Qui suis-je ?
Dédié à la mémoire de Bilal " Zoo Project " Berreni
Je ne suis pas français, ni même européen, encore moins citoyen du monde. Je n’habite pas ici, je ne suis pas de là-bas ou d’ailleurs, je suis de nulle part. Je n’habite pas le neuf-trois, le neuf-quatre ou Paris, je n’ai pas de crew, de clan ou de team. Je ne suis pas mes parents, d’ailleurs je n’ai pas d’enfance ni même de souvenirs. Je ne suis pas Blanc, Noir ou Arabe, je ne viens d’aucun milieu, ni pauvre ni riche ; je ne corresponds pas à ma classe, ou plutôt je suis à la fois aristocrate, prolétaire et bourgeois. Je n’ai pas de culture, celle-ci – quelle qu’elle soit – m’étouffe et m’oppresse. Je ne suis pas le résultat de facteurs sociaux, un simple carrefour d’influences identifiables par des statistiques – que je m’en sorte ou que je sombre, vos chiffres n’auront rien expliqué. Je suis encore moins le représentant d’une communauté, d’un groupe ou d’un clan. Je suis ce que je suis, c’est-à-dire ce que je ne suis pas.
Je ne suis pas compétent, productif ou rentable, je n’ai pas de ressources à offrir à l'exploitation. Je n’ai jamais été une force de travail, pour la simple raison que je ne suis pas mon corps, pas plus que je n’ai d’instincts à satisfaire, fussent-ils de survie. D’ailleurs je ne vis pas selon les années, les mois, les journées ou les heures, je ne suis pas de ce temps ; je ne suis pas tendance, j’ignore la mode autant que l’époque me méprise. Je ne possède rien, je n’ai pas de stock-options, de voiture puissante ou d’appartement sur la côte. Je ne suis pas un pouvoir d’achat, un solde débiteur, un chômeur ou un sans-abri – quoique je ne sois nulle part chez moi –, je ne suis rien de tout ça. Je ne suis personne, je ne suis rien du tout, encore moins que ça. Je suis ce que je suis, car je suis un moins que rien.
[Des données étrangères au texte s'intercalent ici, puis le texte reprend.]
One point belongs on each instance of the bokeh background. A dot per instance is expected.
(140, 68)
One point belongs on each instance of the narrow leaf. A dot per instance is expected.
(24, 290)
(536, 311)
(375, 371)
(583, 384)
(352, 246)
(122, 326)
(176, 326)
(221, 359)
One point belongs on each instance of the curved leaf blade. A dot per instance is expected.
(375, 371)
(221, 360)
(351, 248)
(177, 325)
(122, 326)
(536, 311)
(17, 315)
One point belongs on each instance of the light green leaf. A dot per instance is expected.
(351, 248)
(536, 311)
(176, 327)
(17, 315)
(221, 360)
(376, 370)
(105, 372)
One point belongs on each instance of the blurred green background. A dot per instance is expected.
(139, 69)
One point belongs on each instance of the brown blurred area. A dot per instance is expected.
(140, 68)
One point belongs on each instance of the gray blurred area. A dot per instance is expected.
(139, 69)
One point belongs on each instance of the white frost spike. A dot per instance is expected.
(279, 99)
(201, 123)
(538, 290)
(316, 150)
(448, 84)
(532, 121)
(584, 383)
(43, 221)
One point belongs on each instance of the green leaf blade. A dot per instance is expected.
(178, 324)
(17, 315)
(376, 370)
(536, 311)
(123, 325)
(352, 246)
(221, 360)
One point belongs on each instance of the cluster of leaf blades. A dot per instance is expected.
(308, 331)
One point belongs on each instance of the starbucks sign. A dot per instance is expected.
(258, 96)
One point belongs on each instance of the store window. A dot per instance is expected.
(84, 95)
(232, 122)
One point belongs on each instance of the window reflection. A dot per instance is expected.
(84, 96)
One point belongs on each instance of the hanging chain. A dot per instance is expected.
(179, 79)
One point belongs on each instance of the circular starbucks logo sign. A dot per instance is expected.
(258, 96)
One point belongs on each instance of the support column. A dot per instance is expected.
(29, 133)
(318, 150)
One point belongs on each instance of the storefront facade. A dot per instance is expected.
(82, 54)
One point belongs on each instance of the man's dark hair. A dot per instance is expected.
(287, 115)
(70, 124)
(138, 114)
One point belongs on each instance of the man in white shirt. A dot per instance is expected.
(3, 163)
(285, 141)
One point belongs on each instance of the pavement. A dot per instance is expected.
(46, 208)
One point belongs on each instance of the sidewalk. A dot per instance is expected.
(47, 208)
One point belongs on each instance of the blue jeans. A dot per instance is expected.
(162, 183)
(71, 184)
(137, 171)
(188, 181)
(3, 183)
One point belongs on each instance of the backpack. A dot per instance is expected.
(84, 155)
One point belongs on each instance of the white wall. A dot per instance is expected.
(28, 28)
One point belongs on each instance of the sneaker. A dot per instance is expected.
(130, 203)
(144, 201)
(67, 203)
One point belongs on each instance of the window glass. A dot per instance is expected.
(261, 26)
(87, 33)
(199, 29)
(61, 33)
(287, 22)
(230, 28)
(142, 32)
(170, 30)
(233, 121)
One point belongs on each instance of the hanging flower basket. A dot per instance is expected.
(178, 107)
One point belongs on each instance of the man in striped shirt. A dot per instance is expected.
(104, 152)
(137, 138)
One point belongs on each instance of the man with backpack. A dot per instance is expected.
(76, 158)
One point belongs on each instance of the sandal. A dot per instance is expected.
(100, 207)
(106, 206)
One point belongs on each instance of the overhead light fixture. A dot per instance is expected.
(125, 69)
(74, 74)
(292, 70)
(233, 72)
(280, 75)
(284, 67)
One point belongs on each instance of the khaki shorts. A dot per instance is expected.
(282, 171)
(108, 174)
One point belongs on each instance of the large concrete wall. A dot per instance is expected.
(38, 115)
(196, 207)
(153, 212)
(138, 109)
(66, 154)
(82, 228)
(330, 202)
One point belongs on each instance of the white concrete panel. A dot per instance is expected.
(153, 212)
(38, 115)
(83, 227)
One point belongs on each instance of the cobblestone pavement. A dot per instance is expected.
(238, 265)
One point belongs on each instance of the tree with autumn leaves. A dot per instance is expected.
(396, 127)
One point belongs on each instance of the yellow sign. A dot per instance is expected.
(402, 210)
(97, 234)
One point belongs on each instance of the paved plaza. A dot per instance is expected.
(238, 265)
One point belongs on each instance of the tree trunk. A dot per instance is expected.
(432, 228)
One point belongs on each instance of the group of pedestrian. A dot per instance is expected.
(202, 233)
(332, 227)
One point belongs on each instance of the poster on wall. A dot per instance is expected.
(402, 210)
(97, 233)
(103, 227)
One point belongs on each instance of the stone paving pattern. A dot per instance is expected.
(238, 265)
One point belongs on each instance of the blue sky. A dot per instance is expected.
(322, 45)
Je ne suis pas un homme, je ne suis pas une femme. Je ne suis pas hétéro, ni même homo ; je n’ai pas de préférences sexuelles car j’ai tous les fantasmes, y compris et surtout les pires, en moi. Je ne suis pas un amant, un ami, ni même un frère. Je n’ai pas de prénom, celui qu’on m’a donné ne me représente pas, ne m’introduit pas dans le monde, ne me donne aucun passe-droit, ou me les offre tous. Je ne suis même pas mes goûts, encore moins ce que je consomme, je ne suis pas même connecté, abonné ou relié. Et je ne me tiendrai pas tranquillement couché dans ma niche, fût-elle cybernétique. Surtout, je ne résume pas à ma maladie, à mon handicap ou à ma névrose. Il faudrait veiller à ne pas confondre les causes et les motifs, ou encore les prétextes et les raisons d’agir. Je n’ai pas de qualités, donc pas de défauts, et réciproquement. Ou peut-être suis-je tout cela à la fois, ce qui revient au même, car je suis irréductible.